Currently, there is no protocol for assessing malignant lesions using intraductal OCT, and it took several days of offline analyses at our institution to confirm that the lesion seen on the OCT image was malignant and not an artifact of histopathology processing. Automated image analysis has the potential to improve diagnostic accuracy with lower inter-observer variability and faster speed. These features would enhance the clinical impact of intraductal OCT and improve its suitability for PND diagnosis during microductectomy operations. Additional research might enable the automatic analysis of OCT images, reducing image interpretation time.

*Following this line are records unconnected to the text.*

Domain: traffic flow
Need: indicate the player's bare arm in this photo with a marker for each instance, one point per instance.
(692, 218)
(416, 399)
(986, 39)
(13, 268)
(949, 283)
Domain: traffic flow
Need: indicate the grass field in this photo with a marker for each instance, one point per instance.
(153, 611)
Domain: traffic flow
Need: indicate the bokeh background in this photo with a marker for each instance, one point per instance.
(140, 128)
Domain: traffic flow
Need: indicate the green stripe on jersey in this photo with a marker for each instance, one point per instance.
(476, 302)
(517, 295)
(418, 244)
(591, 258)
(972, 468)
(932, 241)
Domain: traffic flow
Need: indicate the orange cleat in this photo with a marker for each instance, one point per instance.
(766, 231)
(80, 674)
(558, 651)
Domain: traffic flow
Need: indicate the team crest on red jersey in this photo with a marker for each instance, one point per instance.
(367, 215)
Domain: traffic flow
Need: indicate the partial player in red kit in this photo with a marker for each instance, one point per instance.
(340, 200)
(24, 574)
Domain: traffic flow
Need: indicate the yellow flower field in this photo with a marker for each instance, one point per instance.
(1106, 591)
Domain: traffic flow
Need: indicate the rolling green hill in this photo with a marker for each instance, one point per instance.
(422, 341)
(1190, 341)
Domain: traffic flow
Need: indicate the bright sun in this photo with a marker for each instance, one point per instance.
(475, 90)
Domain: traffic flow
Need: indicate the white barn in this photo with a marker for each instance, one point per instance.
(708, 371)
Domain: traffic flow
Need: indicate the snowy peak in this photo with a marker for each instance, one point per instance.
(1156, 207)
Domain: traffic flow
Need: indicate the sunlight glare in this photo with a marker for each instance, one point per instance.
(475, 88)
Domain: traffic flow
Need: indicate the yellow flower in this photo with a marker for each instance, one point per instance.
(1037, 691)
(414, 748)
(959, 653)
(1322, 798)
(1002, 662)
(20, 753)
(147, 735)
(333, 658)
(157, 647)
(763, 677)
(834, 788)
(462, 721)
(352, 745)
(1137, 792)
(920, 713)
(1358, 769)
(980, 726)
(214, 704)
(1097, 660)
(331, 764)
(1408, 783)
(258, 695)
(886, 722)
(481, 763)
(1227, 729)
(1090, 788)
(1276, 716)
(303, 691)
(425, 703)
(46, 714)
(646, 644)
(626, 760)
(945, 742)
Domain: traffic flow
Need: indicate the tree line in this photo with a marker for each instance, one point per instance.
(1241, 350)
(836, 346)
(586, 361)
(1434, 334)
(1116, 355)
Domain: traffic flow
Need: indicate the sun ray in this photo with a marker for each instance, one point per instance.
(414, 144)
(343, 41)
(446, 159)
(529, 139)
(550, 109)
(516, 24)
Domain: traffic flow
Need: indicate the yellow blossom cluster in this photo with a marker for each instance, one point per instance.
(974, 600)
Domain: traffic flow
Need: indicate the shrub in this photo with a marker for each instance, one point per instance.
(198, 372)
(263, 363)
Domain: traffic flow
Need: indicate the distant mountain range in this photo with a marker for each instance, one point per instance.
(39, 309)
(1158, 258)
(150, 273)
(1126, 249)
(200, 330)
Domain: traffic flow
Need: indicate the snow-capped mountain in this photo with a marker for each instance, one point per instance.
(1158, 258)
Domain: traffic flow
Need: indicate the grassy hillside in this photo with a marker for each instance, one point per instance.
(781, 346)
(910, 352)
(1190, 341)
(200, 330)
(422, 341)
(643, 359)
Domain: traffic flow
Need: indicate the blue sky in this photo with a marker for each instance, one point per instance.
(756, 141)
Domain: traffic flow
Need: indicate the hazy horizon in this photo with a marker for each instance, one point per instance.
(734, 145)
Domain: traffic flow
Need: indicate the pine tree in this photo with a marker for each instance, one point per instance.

In conclusion, this is the first published study to confirm the feasibility of intraductal OCT diagnosis of millimetric malignancies in patients with or without PND. The innovative use of OCT in breast ducts should be further investigated by the development of a catheter that has a thinner diameter and an anterior view, in addition to cross-sectional imaging ability. In the current study, a ductoscopy facilitated the insertion of the OCT catheter with its anterior view; however, it is not certain that the OCT catheter reached the same peripheral branches as those reached by the ductoscopy. Thus, integration of ductoscopy with OCT is needed for more efficient and safe diagnosis of malignancy in patients with PND. An intraductal OCT would also be more efficient if the OCT images could be created using an OCT catheter that is integrated with artificial intelligence.